Abstract
In the modern era, most systems of interest are too complex to be amenable to traditional deriv-
ations from first principles. As such, data-driven methods have experienced a surge in popularity,
and are revolutionizing the way we model, predict and control dynamical systems Many of these
data-driven methods employ neural networks within their architecture, which undergo a compu-
tationally expensive training phase to optimize a model over a fixed dataset. Dynamical systems
however are often continuously generating new data in the form of a data stream, and to maintain
the most accurate and up-to-date models, this new data must be incorporated in some way into
the model. Regularly retraining the model is often computationally infeasible, hence there is a need
for techniques capable of efficiently modelling dynamical systems directly from data streams.
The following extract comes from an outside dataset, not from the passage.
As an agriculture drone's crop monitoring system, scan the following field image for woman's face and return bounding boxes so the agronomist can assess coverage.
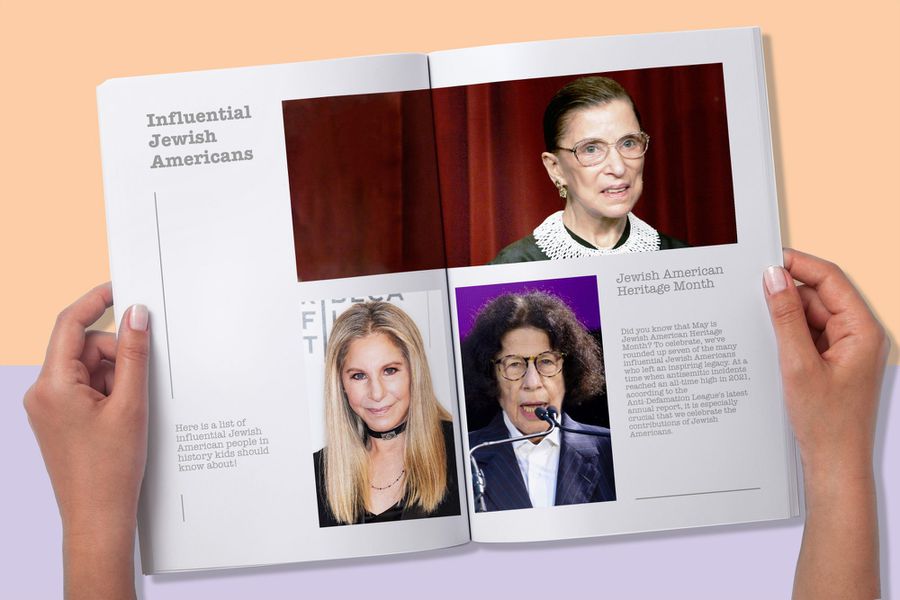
[495,326,565,436]
[341,332,411,434]
[543,99,645,223]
Existing methods for modelling linear dynamical systems from data streams often adapt the
existing data-driven modelling technique dynamic mode decomposition (DMD), and adapt it for
the streaming data case. These methods often suffer from either developing models that are
insensitive to information in new measurements and unable to track a changing system, or being
overly responsive to new data and hence highly unstable in the presence of measurement noise. We
show how DMD can be combined with the data assimilation technique ensemble Kalman filtering
(EnKF), in what we refer to as the DMDEnKF, to effectively update the current state and model
estimates of a system as new data becomes available. We demonstrate that this approach is able
to track time varying dynamical systems in synthetic examples, and when applied to real world
seasonal influenza-like illness data from the USA Centers for Disease Control and Prevention, find
the DMDEnKF’s performance in short-term forecasting to be comparable to the best mechanistic
models in the ILINet competition.
Many dynamical systems of interest are nonlinear, so when modelling these systems DMD
based frameworks have limited applicability, as they produce linear models. Data-driven modelling
techniques exist for nonlinear dynamical systems, however they are limited by poor dimensional
scaling, high sensitivity to abstract user-specified parameters, or being difficult to train. One such
method is the Koopman autoencoder, which generates a low-dimensional latent space and model
of a nonlinear system directly from data. We propose small alterations to Koopman autoencoders
to make them easier to train, then show how their reduced order latent space and model of the
system can be efficiently updated as new data becomes available using the EnKF, in a technique
we call the KAE EnKF. We demonstrate this approach is able to effectively track and forecast
time-varying, nonlinear dynamical systems in synthetic examples. We then apply the KAE EnKF
to a real video of a pendulum, and achieve a significant improvement over current state-of-the-art
methods, in generating effective latent space reconstructions, accurate short-term forecasts, and
efficient adaptations to externally forced changes to the pendulum’s frequency.